Thursday 16 October 2008

I fear I to be unable such a thing do, Dave.

Learning a language is like digging a moat for your sandcastle, as the tide inexorably rises. Or maybe like gardening. It isn't enough to say "There, I've done that bit - now I can move on" - you must constantly revisit and renew your earlier endeavours, or they will be washed away, overgrown, lost like tears in the rain...

I have a pretty good facility for languages, I think. I don't know why - a memory for detail and vocabulary, decent ability to pick up accents, or simply enough interest to make it stick - but whatever the reason, it's something I struggle with less than most.
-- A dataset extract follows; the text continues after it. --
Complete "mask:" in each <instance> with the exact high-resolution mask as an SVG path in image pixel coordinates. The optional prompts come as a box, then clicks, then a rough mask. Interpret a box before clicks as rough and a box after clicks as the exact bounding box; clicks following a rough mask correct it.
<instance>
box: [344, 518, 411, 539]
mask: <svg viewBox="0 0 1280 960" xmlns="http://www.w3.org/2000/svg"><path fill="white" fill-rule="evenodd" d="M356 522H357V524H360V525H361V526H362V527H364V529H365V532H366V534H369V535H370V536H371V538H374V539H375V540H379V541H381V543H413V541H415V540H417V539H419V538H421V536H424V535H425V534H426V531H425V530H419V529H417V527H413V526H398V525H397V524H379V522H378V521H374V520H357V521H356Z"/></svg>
Some years ago, during a very brief and somewhat abortive relationship with a lovely South African girl, I couldn't help trying to pick up a bit of Afrikaans as a courtesy.
The accent wasn't difficult - light on the tip of the tongue, heavy on the pharynx - and the grammar was the simplest I'd ever encountered (except perhaps Chinese), so it was good fun to throw new phrases I'd learned into conversation, and have the occasional slow, stuttering conversation in her native tongue.

As you can imagine, the opportunities to reprise my conversational Afrikaans have been somewhat scarce since then. I didn't realise just how much of it I'd lost until someone offered to make me a cuppa tea. "Please", I wanted to respond, and perversely chose to do it in Afrikaans. Only... I couldn't remember the word!!
I mean, please, for goodness' sake! It's got to be one of the first ten words or phrases you learn in any language, and I was stumped. From having been able to understand and construct simple sentences, I suddenly had next-to-no vocabulary, just six years later.

The phrase I wanted (I remembered after a few moments) was Asseblief - roughly "if you please". And yet I had no problem recalling the phrase for I only speak a little - it's a pretty language, but I never use it. Obviously this phrase was one for which I'd had more use...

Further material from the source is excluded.